Anche il governo ha motivo di esultare. Grazie al decreto, «vengono estese le tutele a un milione e 400 mila lavoratori sinora esclusi », si legge nel comunicato finale del Cdm, con riferimento agli apprendisti e alle piccole imprese sopra i 5 dipendenti dell’artigianato e del commercio, sin qui fuori dalla Cig. Non solo. La riforma «consente risparmi di spesa», da utilizzare «per rendere strutturali la Naspi a 24 mesi anche dopo il 2016 e altri importanti interventi di politica sociale». E cioè il congedo parentale, l’assegno di disoccupazione Asdi, il fondo per le politiche attive del lavoro, la salvaguardia della durata della Naspi per gli stagionali (ma solo per il 2015, si precisa).
Lo Stato dunque risparmia e sostiene il sociale.

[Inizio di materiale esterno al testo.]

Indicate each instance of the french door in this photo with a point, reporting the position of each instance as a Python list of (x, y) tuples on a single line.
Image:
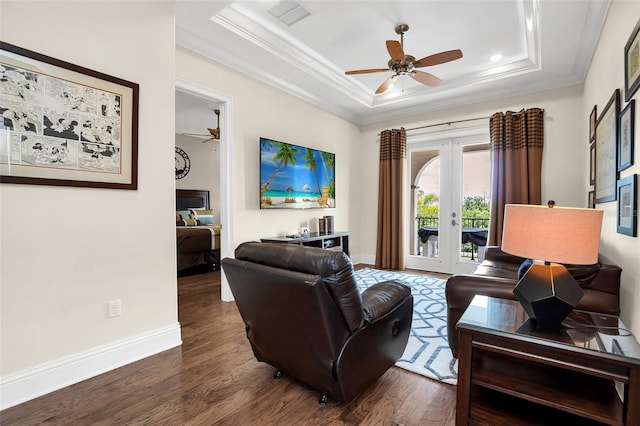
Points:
[(448, 202)]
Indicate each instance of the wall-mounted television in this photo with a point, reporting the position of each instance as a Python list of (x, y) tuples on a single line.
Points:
[(296, 177)]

L’azienda risparma, per investire e assumere? Si vedrà. Di certo, si liberano risorse. Tante. Per avere un’idea, basta prendere l’ultimo bilancio Inps disponibile, quello del 2013. Le cifre – così come elaborate dal Servizio politiche territoriali della Uil – portano appunto a circa 800-900 milioni di risparmi. Così ottenuti: 272 milioni in meno di contributi per la Cig ordinaria, 579 milioni in meno per la mobilità, 29 milioni in meno per la Cig in deroga. Il primo, grazie allo sconto del 10% sul contributo ordinario (quello pagato da tutte le imprese su ciascun lavoratore, a prescindere dall’utilizzo della Cassa), che passa dall’1,9 all’1,7% della retribuzione (per le aziende fino a 50 dipen- denti) e dal 2,2 al 2% (per quelle sopra i 50). Gli altri due cospicui risparmi derivano dalla semplice cancellazione della Cig in deroga (per lo più finanziata dalla fiscalità generale, ma con un contributo minore delle grandi imprese che la usano dopo aver terminato Cig ordinaria e straordinaria) e della mobilità (lo 0,30% sul monte salari). Cancellazione operativa dal 2017.

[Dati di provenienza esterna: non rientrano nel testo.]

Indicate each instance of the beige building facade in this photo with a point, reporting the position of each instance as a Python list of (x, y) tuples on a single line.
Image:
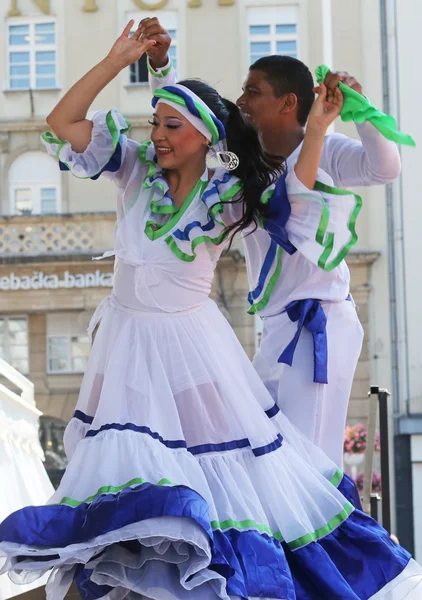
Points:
[(51, 224)]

L’intento del governo è chiaro. Responsabilizzare le imprese nell’utilizzo degli ammortizzatori sociali (con il contributo d’uso extra). Ma anche razionalizzare strumenti che negli anni si sono prestati a più d’un abuso, con Cig allungate «anche a 7-8 anni», ricordava ieri Giorgio Squinzi, presidente di Confindustria. La durata viene ora dimezzata dal governo Renzi a 24 mesi nel quinquennio mobile (i cinque anni si contano dal primo uso che si fa della Cig, da qui in poi). Ed estesa a 36 mesi solo se prima le aziende scelgono i contratti di solidarietà, dimostrando una chiara volontà di superare le crisi.
Le piccole imprese dell’artigianato e del commercio, senza Cig in deroga, dovranno cavarsela da sole. Versando un nuovo contributo a partire da metà 2016 (0,45% della retribuzione sotto i 15 dipendenti, 0,65% sopra i 15), al nuovo Fondo di integrazione salariale. Con l’inconveniente che esaurito il fondo, finito il sostegno. «L’estensione alle piccole imprese è apprezzabile, ma solo parziale», commenta Guglielmo Loy, segretario confederale Uil. C’è poi da considerare che viene eliminata anche la Cig straordinaria nei casi di cessazione dell’attività. Dopo c’è la Naspi. «Ma così si indebolisce il sistema di tutele ». Infine il mega risparmio da un miliardo. A conferma, per Loy, che «il baricentro della riforma è spostato verso l’azienda ».